Songket ソンケッ
華やかな祭礼にぴったりの豪華な手織りもの
インドネシアは、バティックやイカットなど、テキスタイルの宝庫としても有名。その中でも、ソンケットと呼ばれる布は、金糸や銀糸、色糸を使って、文様を浮き出すように織っていく高級手織物だ。日本で例えるなら、錦や金襴といったところで、昔ながらの腰機を使うため、布幅は大体50センチくらい、サルン(腰布)用には2枚をつなぎ合わせるのが普通だ。、一本一本丁寧に横糸を通していく作業が延々と続き、1時間にほんの数センチしか織ることができない。16世紀の王朝時代には、金糸は本物の金箔を貼付けていた高級糸だったため、宮廷衣装として、王族、貴族のみ身に付けることが許された特別な布だったが、現在は金銀色の比較的安価な糸が普及したため、一般にも広まるようになった。
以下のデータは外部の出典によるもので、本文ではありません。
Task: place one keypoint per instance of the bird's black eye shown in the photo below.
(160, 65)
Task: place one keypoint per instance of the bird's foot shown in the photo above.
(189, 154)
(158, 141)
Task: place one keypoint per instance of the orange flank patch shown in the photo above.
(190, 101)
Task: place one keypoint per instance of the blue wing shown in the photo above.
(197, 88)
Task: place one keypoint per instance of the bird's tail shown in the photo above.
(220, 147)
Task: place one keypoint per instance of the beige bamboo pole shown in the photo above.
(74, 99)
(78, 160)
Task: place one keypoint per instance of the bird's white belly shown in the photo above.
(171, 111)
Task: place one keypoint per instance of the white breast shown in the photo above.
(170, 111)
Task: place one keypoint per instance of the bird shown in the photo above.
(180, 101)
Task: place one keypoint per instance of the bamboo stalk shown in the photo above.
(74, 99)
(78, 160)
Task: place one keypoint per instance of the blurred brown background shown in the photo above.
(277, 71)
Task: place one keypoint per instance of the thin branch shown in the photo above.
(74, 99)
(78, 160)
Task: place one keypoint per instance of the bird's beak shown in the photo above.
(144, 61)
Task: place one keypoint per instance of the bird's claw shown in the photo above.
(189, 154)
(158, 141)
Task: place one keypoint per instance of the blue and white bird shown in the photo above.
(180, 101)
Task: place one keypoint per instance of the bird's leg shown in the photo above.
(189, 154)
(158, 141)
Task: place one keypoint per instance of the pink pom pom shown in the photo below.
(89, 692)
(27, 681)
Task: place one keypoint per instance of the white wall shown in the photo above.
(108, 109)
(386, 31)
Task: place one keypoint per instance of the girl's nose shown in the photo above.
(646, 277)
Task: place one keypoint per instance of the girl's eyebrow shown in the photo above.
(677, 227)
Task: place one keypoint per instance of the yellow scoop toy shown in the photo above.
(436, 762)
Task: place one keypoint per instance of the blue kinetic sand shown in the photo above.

高価なソンケットは、結婚式など大きな宗教儀式のある時に登場し、さらなる華やかさを演出してくれる。新郎新婦がお揃いのソンケットを身につけることも多い(写真下)。また、ウルワツにある高級リゾート、ブルガリのベッドルームには、ベッドアクセサリーにソンケットが使用されており、インテリアとしても注目されている。ソンケットはインドネシア各地で織られているが、地域によってかなり異なる。バリ島では、ヌガラやカランアッサム、クルンクンの工房が有名。